GA is a well known natural compound with potent antioxidant and free radical scavenging abilities (Ding et al., 2012). In nature, GA metabolites are found in two forms, methylated gallic acids form and galloyl conjugates of catechin (Nabavi et al., 2012). In addition to their antioxidant effects, there are numerous reports on their other biological activities such as its anti-cancer and anti-apoptotic potentials. Ligustilide was a neuroprotective agent for treating chronic cerebral hypoperfusion injury, which may be attributed to its anti-apoptosis of neuron and anti-proliferation of astrocyte both in cortex and in hippocampus of 2VO rats (Feng et al., 2012).

So, GA likely has a protective effect against neurotoxicity due to NMDA receptors sensitivity and excitotoxicity induced by glutamate after cerebral ischemia that followed by ca+ influx and thereby intracellular ca+ accumulation induced neuronal apoptosis. In other hand, GA with its antioxidative effect may oppose with NMDA receptors activation and thereby has a protective effect for neurotoxicity and/or excititoxicity following CHI.

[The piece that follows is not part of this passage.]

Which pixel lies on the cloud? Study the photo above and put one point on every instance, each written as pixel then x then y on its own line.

Hypothesized that the cerebral injury of CHI may causes inflammation and demyelination (Rosenberg, 2009) and excess Reactive Oxygen Species (ROS) (Xu et al., 2009b) in the brain tissues and has been suggested as a key pathological mechanisms of chronic cerebral hypoperfusion. Highly adhesive glycoprotein von Willebrand factor multimer induces platelet aggregation and leukocyte tethering on the injured vascular wall, contributing to microvascular plugging and inflammation in brain hypoperfusion (Fujioka et al., 2012). Previous studies shown that hippocampal, septohippocampal or reticular thalamic nucleus lesions, have detrimental effects on performances in many memory tasks (Karson et al., 2012) and in this study cognition deficit, LTP reduction, attenuate cell viability in cerebral cortex and hippocampus after CHI can be result of oxidative stress in this parts of brain (data have not shown here). Also cognitive decline induced by CHI could be related to dysfunction of the basal forebrain cholinergic system and reduction of hippocampal mitogen-activated protein kinases activities (Choi et al., 2011a). Chronic cerebral hypoperfusion is thought to induce white matter lesions with oligodendrocyte death and myelin breakdown. There is consistent evidence that cerebral hypoperfusion causes in memory deficits (Cai et al., 2011). Activation of the Rho/Rho-kinase pathway is related to the neuronal damage and the pathogenesis of the memory impairment in CHI rats (Huang et al., 2008).

CONCLUSION

Our data show that GA could improve behavioral, electrophysiological and cell viability of hippocampus and cerebral cortex by attenuate oxidative stress in the hypoperfusion brain tissues. In other hand, GA is more effective than phenytoin, a routine drug for cerebral ischemia in CHI rats. GA had no effects on behavioral, electrophysiological properties and brain cell viability in healthy rats.

ACKNOWLEDGMENT

This article was extracted as a part of Mr. Mehrdad shahrani Korrani's Ph.D. thesis. This research was supported by Physiology Research Center, Vice Chancellor of Research, Ahvaz Jundishapur University of Medical Sciences, Iran (Grant No: PRC-75). The authors would like to thank Researchers Eimani, Rafieian, hodjati, Rabiei and Alibabaei, our colleagues in Shahrekord University of Medical Sciences (Iran), for kindly help in technical support.